As síndromes neuropáticas associadas ao diabetes foram divididas empiricamente em duas grandes categorias: as neuropatias simétricas e as

neuropatias assimétricas (que podem ser focais e multifocais) (PERKINS; BRIL, 2003).

A polineuropatia sensitivo-motora simétrica distal é o tipo mais comum de neuropatia diabética e sua marca patológica característica é a progressiva perda de fibras nervosas, tanto grossas como fibras finas (BRIL; PERKINS, 2002). Ela tem início insidioso e afeta tipicamente as porções distais das extremidades em primeiro lugar, resultando em um padrão “em luvas e meias” de perda sensitiva. Os déficits motores clinicamente aparentes só se desenvolvem em casos raros (BHADADA, 2001).

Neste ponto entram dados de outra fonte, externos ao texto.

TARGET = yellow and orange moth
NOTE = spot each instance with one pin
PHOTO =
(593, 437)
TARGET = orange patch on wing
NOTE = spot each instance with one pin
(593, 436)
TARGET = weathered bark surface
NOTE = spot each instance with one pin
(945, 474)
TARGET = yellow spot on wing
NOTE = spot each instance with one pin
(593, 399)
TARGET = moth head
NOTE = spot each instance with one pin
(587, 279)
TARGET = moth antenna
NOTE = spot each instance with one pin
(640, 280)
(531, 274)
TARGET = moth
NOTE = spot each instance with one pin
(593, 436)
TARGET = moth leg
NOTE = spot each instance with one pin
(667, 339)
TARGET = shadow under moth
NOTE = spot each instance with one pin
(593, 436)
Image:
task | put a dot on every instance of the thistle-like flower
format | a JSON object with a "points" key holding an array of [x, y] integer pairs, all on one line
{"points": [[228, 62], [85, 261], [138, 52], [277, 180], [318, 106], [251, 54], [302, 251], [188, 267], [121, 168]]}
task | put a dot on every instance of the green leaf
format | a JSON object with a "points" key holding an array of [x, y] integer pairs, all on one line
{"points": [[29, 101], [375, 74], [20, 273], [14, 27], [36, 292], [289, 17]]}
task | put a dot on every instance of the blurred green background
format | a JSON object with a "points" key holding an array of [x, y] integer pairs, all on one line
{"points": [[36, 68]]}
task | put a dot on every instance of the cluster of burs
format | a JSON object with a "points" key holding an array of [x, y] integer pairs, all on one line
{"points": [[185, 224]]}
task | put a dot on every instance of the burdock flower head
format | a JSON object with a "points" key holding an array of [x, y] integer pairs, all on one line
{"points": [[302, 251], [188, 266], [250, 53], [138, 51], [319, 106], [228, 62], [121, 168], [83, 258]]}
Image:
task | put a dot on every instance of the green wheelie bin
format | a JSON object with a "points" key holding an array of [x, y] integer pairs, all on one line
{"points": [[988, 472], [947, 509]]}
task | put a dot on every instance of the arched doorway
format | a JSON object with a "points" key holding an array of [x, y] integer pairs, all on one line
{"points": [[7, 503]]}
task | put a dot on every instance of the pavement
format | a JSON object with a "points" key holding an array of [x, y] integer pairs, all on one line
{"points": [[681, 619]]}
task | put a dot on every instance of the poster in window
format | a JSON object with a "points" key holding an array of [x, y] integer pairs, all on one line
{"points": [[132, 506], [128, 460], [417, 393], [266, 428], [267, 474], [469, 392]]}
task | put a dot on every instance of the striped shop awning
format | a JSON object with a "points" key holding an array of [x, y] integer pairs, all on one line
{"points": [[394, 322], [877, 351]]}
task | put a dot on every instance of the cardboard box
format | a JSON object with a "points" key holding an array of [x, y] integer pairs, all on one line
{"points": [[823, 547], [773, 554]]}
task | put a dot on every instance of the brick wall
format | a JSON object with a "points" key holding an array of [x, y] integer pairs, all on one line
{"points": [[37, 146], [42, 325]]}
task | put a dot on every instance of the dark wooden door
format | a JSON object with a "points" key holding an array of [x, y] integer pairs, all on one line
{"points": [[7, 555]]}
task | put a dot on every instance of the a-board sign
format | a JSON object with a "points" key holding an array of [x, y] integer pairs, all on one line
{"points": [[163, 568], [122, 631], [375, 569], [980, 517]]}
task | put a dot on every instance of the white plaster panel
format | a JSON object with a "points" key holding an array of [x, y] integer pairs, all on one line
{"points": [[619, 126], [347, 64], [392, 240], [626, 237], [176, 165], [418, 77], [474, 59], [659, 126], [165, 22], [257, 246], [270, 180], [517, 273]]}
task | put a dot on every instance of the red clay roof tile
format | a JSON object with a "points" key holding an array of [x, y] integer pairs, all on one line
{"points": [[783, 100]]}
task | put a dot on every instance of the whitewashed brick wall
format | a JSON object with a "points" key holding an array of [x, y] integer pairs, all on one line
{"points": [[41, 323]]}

Os sintomas da polineuropatia simétrica distal são extremamente variáveis, indo desde quadros dolorosos severos em um extremo até uma variedade completamente indolor em outro, que geralmente é a causa primária da ulceração insensível do pé. Os sintomas incluem mais comumente dor em queimação, alteração da percepção térmica, parestesias, dor lancinante e em pontadas, hiperestesia e alodínia (BHADADA, 2001).

A artropatia neuropática (osteoartropatia diabética) e a ulceração do pé são duas das mais temidas complicações neurológicas da neuropatia diabética. As úlceras indolores dos pés em áreas de suporte de peso ocorrem em um contexto de insensibilidade à dor, deterioração proprioceptiva, atrofia de músculos intrínsecos do pé, com consequente má distribuição das pressões, distúrbios sudomotores, diminuído fluxo sanguíneo capilar, e edema não inflamatório (BOULTON, 2005).

O pé diabético é alvo de muita atenção dos estudiosos em todo o mundo, por ser a principal causa de amputação não traumática de membros inferiores, levando a grande deterioração na qualidade de vida e elevados custos sócio- econômicos.